Ben ilk adımı attığımda ikinci adımı da düşünürüm. Başka türlüsü elimden gelmez. Ben ilk adımı attığımda, onuncu, yüzüncü, bininci adımımı da bilirim. Zaten birkaç adım sonra sen sen değilsindir.
Sen, bir insanın birçok kez doğabileceğini söylüyorsun. Ben de sana, bir insanın birçok kez ölebileceğini söylüyorum.
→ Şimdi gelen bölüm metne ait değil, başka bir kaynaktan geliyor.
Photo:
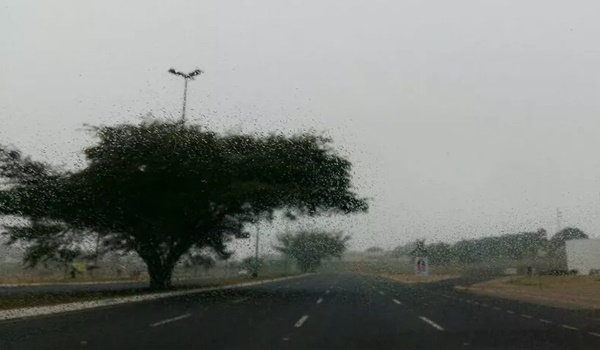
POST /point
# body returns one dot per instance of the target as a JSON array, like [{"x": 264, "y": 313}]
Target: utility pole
[
  {"x": 558, "y": 219},
  {"x": 255, "y": 272},
  {"x": 186, "y": 77}
]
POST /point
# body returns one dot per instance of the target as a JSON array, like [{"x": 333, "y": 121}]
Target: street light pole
[
  {"x": 184, "y": 100},
  {"x": 186, "y": 77}
]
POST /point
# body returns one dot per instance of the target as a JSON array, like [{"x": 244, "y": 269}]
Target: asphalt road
[{"x": 323, "y": 311}]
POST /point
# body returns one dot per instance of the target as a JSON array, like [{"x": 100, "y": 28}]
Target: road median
[
  {"x": 50, "y": 303},
  {"x": 570, "y": 292}
]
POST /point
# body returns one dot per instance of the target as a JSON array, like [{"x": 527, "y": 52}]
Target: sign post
[{"x": 421, "y": 266}]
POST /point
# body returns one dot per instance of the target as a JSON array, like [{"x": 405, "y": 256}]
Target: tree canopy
[
  {"x": 309, "y": 248},
  {"x": 161, "y": 189}
]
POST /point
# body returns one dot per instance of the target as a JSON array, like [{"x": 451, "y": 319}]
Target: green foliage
[
  {"x": 199, "y": 259},
  {"x": 420, "y": 249},
  {"x": 511, "y": 246},
  {"x": 440, "y": 253},
  {"x": 557, "y": 242},
  {"x": 566, "y": 234},
  {"x": 253, "y": 265},
  {"x": 309, "y": 248},
  {"x": 374, "y": 250},
  {"x": 161, "y": 189}
]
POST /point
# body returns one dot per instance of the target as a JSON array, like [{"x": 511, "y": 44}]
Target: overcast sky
[{"x": 462, "y": 118}]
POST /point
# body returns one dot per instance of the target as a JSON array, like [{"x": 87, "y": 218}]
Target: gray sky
[{"x": 463, "y": 118}]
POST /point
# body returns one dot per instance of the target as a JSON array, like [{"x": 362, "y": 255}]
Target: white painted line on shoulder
[
  {"x": 301, "y": 321},
  {"x": 431, "y": 323},
  {"x": 236, "y": 301},
  {"x": 169, "y": 320}
]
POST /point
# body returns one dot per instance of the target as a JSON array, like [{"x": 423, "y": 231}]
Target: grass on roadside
[
  {"x": 556, "y": 282},
  {"x": 45, "y": 299}
]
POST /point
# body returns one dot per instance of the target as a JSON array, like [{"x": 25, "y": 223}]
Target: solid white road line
[
  {"x": 169, "y": 320},
  {"x": 431, "y": 323},
  {"x": 301, "y": 321},
  {"x": 236, "y": 301}
]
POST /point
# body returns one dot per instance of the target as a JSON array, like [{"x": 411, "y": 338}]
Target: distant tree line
[{"x": 517, "y": 246}]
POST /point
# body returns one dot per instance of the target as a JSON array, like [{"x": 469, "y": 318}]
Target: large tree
[
  {"x": 309, "y": 248},
  {"x": 161, "y": 189}
]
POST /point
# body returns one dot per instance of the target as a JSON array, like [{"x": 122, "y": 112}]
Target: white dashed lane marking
[
  {"x": 236, "y": 301},
  {"x": 431, "y": 323},
  {"x": 169, "y": 320},
  {"x": 301, "y": 321}
]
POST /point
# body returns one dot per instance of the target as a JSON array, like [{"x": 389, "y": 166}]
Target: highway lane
[{"x": 323, "y": 311}]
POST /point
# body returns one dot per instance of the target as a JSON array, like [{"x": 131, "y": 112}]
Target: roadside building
[{"x": 583, "y": 255}]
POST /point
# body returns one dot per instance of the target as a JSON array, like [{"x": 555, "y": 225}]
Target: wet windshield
[{"x": 299, "y": 175}]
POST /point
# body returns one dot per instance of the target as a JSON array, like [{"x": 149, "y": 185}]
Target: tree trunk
[{"x": 160, "y": 275}]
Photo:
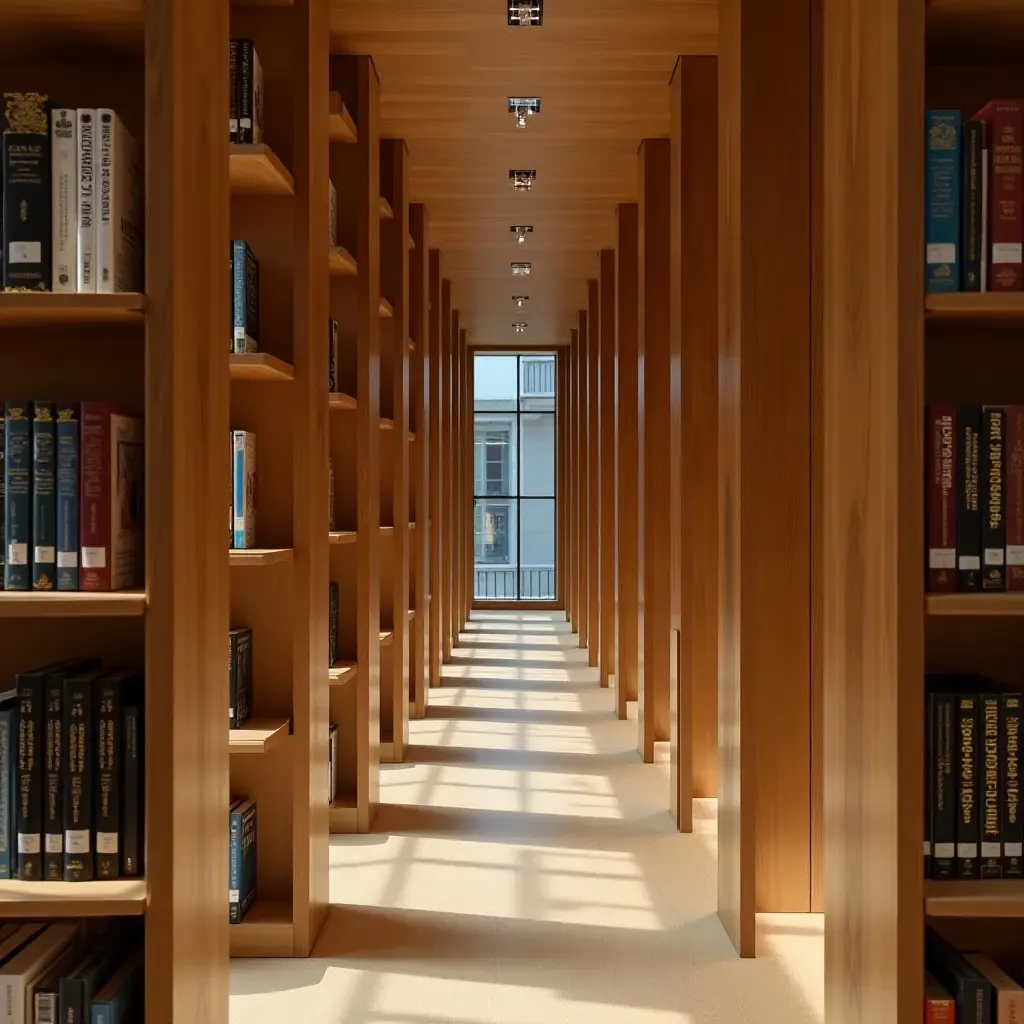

Bir gün içinde bile, birkaç kez ölebilir insan.
Ben, onlardan biriyim. Nasıl öldüğümü anlatayım istersen.
Hayır, anlatma, dedim. Her şeyi biliyorum.
Hiçbir şey bilmiyorsun, dedi Vahap. Hiçbiriniz hiçbir şey bilmiyorsunuz. Bildiğinizi sanıyorsunuz. Bilmiyorsunuz. Belki ölümü biliyorsun. Ama ölümden bin beteri var. Onu bilmiyorsun. Hiçbiriniz. Hiçbiriniz.